This is a follow-up to issue #8274.
This issue was easier to reproduce prior to `nvcr.io/nvidia/tensorrt-llm/release:1.2.0rc1`, but it still happens after the fix.

### Information

- [x] The official example scripts
- [ ] My own modified scripts

### Tasks

- [ ] An officially supported task in the `examples` folder (such as GLUE/SQuAD, ...)
- [x] My own task or dataset (give details below)

### Reproduction

1. docker run -it --rm --shm-size=250g --gpus "device=4" -p 8000:8000 --entrypoint /bin/bash -v /data:/data nvcr.io/nvidia/tensorrt-llm/release:1.2.0rc1
2. Use the following `extra_llm.yaml`
```
enable_chunked_prefill: true
cuda_graph_config:
    max_batch_size: 60
enable_attention_dp: false
kv_cache_config:
    free_gpu_memory_fraction: 0.85
    host_cache_size: 2000000000
```
3. `trtllm-serve nvidia/Meta-Llama-3.1-8B-Instruct-FP8 --tp_size=1 --backend=pytorch --host=0.0.0.0 --port=8000 --max_seq_len=131072 --max_batch_size=60 --max_num_tokens=2048 --extra_llm_api_options extra_llm.yaml`
4. Open two terminal windows or screen. In the first window, do this:
`pkill -f curl`
`for i in {0..10000}; do ( curl -Z -s http://localhost:8000/v1/chat/completions'?[0-5]'   -H "Content-Type: application/json"   -d '{"model": "none", "messages": [{"role":"system","content":"Be a helpful assistant #'$RANDOM'. Respond concisely in one sentence."}, {"role": "user","content": "The quick brown fox jumps"}],"reasoning_effort":"high","response_format":{"type":"text"},"temperature":0,"top_k":1,"max_tokens":100,"n":1}' | tr } '\n' | grep --color=never -o 'content":".*' & ); sleep 0.51; done`
This will spam a bunch of curl processes. Make sure to `pkill -f curl` between tests as some get stuck.
5. In the second terminal window, use the following python script and txt file. Tested with `pip install --user httpx==0.28.1`

[client_bench.py](https://github.com/user-attachments/files/23245819/client_bench.py)
[war_and_peace_excerpt.txt](https://github.com/user-attachments/files/23245818/war_and_peace_excerpt.txt)

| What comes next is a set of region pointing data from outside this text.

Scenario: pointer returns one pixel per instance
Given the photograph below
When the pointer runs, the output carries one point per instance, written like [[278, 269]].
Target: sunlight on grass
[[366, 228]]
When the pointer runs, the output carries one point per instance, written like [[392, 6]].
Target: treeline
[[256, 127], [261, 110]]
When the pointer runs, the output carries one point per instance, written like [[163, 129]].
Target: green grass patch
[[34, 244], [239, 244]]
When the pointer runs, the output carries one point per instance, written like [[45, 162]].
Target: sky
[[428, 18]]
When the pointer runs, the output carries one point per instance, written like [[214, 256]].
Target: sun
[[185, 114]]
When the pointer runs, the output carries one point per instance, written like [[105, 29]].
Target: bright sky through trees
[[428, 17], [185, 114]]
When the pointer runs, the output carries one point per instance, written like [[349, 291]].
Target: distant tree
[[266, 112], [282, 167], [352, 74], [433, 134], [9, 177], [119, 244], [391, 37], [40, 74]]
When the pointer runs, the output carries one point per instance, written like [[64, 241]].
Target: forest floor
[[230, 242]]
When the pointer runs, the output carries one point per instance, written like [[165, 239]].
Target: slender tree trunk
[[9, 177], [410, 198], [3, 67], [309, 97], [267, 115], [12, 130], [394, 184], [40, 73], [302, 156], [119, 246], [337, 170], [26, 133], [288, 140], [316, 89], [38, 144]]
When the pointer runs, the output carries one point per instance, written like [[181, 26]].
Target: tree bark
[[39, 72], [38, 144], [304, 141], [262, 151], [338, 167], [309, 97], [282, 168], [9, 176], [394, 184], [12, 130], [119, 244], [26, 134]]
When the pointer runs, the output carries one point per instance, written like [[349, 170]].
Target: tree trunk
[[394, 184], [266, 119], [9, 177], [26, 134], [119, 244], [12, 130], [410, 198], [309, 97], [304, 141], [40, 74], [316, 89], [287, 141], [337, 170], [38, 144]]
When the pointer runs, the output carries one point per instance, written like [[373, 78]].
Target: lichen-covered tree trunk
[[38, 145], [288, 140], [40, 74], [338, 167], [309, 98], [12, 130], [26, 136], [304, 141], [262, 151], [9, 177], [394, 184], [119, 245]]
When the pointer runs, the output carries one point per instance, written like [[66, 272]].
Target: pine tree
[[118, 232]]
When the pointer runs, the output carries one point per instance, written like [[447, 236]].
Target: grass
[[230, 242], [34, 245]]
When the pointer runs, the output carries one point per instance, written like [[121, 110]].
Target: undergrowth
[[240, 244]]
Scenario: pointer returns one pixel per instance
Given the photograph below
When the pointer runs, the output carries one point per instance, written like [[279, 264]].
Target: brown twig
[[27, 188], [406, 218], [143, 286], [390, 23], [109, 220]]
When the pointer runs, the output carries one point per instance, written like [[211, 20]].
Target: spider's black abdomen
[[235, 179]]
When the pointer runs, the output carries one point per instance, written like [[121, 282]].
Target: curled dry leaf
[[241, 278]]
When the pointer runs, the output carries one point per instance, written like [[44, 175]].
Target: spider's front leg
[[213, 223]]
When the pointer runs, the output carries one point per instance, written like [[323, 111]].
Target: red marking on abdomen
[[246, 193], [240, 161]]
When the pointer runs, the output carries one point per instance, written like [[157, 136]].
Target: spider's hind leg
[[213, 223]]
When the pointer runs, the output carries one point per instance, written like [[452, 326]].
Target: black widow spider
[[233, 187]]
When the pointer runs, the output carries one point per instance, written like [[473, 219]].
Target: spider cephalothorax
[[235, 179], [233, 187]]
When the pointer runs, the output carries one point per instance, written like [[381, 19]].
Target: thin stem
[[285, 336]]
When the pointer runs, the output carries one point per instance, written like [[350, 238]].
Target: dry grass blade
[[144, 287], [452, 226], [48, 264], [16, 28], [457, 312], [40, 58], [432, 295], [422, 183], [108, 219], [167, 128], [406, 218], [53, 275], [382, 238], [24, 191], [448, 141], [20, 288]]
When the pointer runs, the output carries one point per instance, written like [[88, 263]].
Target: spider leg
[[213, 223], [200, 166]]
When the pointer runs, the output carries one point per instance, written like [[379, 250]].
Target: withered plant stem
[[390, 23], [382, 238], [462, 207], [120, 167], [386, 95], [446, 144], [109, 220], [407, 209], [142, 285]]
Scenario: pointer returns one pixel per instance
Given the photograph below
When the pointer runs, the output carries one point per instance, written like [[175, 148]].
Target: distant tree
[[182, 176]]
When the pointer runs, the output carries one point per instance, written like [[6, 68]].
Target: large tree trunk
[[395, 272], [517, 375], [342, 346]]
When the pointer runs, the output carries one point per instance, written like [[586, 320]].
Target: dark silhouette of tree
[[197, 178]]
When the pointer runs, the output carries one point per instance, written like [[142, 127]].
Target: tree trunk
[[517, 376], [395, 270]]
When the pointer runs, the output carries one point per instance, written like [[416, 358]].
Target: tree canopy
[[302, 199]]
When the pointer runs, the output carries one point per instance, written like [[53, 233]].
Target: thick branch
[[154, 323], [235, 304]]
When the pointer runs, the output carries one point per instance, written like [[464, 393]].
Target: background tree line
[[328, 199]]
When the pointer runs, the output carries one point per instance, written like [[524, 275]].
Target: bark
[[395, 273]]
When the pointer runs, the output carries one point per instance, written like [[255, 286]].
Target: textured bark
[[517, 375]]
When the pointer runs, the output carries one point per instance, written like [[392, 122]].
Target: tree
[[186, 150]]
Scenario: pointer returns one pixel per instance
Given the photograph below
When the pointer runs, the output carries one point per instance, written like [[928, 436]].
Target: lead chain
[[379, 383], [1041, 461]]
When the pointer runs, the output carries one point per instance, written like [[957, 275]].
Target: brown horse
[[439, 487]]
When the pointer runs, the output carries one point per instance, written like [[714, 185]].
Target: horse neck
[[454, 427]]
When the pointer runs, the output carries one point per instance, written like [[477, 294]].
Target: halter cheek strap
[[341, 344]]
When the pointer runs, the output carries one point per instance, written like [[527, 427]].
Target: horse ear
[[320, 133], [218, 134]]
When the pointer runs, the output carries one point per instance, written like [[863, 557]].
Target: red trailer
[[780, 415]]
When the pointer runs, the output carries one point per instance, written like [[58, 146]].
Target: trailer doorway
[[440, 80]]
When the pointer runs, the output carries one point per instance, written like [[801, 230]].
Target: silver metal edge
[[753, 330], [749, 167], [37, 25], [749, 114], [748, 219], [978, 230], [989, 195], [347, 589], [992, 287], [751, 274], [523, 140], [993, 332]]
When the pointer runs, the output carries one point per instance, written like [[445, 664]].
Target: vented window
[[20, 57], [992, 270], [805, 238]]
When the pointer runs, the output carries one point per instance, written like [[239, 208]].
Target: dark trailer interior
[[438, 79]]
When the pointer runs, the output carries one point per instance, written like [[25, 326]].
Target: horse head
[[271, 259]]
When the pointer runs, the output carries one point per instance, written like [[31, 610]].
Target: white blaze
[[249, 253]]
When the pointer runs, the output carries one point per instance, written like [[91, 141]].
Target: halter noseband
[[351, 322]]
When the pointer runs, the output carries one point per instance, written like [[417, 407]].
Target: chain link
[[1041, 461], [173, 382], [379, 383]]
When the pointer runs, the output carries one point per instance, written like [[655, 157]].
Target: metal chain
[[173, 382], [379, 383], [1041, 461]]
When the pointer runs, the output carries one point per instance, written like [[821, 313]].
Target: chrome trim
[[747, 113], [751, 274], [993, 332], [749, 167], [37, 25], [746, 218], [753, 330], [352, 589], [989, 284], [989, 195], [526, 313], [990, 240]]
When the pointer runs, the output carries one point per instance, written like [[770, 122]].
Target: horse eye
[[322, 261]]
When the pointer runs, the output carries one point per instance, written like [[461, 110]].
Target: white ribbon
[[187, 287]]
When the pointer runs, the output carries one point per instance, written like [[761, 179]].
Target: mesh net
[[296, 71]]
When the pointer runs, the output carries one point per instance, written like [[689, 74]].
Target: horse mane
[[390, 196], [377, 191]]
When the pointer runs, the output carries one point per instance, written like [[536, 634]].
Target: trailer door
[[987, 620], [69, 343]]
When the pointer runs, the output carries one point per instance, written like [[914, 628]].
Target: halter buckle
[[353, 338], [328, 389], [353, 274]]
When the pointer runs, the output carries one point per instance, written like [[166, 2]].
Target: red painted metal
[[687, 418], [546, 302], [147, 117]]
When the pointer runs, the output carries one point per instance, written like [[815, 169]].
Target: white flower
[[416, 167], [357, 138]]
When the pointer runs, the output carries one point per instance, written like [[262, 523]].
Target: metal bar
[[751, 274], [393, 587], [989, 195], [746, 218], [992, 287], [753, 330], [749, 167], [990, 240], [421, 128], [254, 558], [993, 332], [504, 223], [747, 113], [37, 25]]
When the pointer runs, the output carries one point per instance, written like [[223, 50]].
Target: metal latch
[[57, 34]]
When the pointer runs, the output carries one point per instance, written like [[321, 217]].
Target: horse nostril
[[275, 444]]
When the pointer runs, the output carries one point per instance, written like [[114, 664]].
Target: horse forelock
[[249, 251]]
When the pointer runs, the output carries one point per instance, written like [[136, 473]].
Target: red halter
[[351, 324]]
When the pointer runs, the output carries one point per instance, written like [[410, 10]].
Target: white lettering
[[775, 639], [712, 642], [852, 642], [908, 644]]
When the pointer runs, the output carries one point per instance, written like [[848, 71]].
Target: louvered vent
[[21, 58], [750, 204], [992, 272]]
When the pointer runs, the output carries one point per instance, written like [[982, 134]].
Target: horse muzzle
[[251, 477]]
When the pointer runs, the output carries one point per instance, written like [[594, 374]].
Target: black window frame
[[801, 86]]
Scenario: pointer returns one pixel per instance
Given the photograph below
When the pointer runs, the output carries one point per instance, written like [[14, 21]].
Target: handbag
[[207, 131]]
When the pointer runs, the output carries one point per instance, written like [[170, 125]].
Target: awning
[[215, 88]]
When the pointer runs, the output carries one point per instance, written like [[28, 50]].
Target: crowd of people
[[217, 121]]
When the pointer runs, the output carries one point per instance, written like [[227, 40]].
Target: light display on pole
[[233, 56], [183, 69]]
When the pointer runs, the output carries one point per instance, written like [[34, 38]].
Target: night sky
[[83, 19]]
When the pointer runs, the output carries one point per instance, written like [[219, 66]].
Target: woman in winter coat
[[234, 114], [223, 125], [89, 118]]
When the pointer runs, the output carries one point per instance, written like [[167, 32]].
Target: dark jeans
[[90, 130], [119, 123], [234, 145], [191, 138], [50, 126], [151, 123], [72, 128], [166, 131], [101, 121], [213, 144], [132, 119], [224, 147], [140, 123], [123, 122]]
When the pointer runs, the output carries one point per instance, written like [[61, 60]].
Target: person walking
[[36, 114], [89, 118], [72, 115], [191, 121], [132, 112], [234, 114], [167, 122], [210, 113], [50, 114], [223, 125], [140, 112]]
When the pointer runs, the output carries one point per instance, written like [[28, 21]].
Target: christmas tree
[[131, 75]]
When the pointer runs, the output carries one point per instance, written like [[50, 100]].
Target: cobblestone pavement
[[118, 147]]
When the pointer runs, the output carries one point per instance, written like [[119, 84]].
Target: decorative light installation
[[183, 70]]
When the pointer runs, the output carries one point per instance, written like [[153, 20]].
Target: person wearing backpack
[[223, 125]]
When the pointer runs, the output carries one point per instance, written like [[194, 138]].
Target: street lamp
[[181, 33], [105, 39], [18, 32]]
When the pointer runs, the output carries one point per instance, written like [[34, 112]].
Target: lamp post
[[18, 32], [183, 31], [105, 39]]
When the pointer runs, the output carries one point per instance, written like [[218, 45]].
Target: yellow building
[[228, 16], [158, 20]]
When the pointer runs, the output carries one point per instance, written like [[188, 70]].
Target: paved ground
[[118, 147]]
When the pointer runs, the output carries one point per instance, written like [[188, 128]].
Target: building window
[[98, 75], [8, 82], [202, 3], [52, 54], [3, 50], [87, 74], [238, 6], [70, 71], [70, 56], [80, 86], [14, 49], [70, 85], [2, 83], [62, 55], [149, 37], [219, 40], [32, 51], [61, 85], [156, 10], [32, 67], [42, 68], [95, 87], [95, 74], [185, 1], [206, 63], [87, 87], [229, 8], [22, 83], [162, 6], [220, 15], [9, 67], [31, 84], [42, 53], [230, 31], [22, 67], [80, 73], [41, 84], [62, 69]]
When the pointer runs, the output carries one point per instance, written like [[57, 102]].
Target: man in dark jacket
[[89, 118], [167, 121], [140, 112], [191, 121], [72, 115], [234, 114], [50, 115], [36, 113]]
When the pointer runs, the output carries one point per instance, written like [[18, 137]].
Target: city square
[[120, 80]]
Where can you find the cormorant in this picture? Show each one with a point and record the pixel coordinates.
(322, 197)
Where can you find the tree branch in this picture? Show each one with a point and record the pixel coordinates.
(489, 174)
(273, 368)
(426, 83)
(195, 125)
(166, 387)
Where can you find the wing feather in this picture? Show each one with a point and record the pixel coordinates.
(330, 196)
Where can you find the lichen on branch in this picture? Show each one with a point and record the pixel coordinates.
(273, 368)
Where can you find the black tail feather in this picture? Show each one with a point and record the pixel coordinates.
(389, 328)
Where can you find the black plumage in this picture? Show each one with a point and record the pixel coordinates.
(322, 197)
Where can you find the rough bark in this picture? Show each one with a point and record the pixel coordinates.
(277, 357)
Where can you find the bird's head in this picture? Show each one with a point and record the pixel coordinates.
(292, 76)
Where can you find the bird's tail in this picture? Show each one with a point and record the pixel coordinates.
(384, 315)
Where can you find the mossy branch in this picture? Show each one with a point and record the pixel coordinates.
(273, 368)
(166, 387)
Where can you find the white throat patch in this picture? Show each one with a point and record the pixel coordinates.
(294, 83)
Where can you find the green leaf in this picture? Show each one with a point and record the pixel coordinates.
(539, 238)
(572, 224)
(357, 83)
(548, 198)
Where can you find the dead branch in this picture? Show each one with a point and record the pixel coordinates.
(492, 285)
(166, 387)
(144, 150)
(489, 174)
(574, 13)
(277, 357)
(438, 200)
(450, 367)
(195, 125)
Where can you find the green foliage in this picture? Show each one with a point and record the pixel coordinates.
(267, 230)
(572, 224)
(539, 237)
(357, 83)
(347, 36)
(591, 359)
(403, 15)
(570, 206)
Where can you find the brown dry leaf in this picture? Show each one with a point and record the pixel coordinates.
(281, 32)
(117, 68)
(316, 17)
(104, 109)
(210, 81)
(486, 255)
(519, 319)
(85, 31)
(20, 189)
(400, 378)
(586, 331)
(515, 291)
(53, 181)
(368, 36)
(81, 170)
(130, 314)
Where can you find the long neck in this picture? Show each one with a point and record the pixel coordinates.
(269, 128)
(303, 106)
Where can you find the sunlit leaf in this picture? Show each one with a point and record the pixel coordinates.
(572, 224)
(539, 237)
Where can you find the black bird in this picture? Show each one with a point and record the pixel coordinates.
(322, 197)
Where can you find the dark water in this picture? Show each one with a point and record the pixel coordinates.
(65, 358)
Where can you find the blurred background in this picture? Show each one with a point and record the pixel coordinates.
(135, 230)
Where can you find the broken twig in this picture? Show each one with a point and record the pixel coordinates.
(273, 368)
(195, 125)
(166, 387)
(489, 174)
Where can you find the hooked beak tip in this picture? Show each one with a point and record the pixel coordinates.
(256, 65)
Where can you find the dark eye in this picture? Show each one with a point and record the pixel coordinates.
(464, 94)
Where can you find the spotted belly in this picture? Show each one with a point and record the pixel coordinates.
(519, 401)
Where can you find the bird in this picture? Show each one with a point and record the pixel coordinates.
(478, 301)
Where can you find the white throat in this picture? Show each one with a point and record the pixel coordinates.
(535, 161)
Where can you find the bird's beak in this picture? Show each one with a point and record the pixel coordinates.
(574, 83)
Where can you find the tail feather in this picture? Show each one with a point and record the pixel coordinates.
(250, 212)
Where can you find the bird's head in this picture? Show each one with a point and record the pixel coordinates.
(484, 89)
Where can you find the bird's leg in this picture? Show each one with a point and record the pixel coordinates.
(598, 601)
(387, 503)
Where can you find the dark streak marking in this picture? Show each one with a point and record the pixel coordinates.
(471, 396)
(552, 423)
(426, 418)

Run `python client_bench.py` - it prints lots of httpx.ReadError errors. The exceptions will be ignored, and this is  normal. It will create many cancelled requests, but this is fine and may help reproduce the error.
6. Keep both commands running for a while. It may take 5-10 minutes to reproduce the error. Since version 1.2.0rc1, the error happens far less frequently and usually only a few bad responses will show up. When done, make sure to `pkill -f curl`
7. Test again with `host_cache_size: 0`. There will be no bad responses, no matter how many times the test is run.

### Expected behavior

The responses should all be a sentence, something like this:
```
content":"Over the lazy dog, which is a well-known pangram sentence.","reasoning_content":null,"reasoning":null,"tool_calls":[]
content":"That's a well-known pangram, a sentence that uses all the letters of the alphabet at least once.","reasoning_content":null,"reasoning":null,"tool_calls":[]
content":"Over the lazy dog.","reasoning_content":null,"reasoning":null,"tool_calls":[]
content":"That is a well-known pangram, a sentence that uses all the letters of the alphabet at least once.","reasoning_content":null,"reasoning":null,"tool_calls":[]
content":"Over the lazy dog.","reasoning_content":null,"reasoning":null,"tool_calls":[]
content":"The sentence \"The quick brown fox jumps\" is a well-known pangram, a phrase that uses all the letters of the alphabet at least once.","reasoning_content":null,"reasoning":null,"tool_calls":[]
content":"Over the lazy dog, which is a well-known pangram sentence.","reasoning_content":null,"reasoning":null,"tool_calls":[]
content":"Over the lazy dog, which is a well-known pangram sentence.","reasoning_content":null,"reasoning":null,"tool_calls":[]
content":"The sentence \"The quick brown fox jumps\" is a well-known pangram, a phrase that uses all the letters of the alphabet at least once.","reasoning_content":null,"reasoning":null,"tool_calls":[]
```

There should be no repeated words or # or repeated whitespace characters.

### actual behavior

The prompt in the above testcase is "`Be a helpful assistant #'$RANDOM'. Respond concisely in one sentence. ... The quick brown fox jumps`" - so seeing these words verbatim in the output is unexpected.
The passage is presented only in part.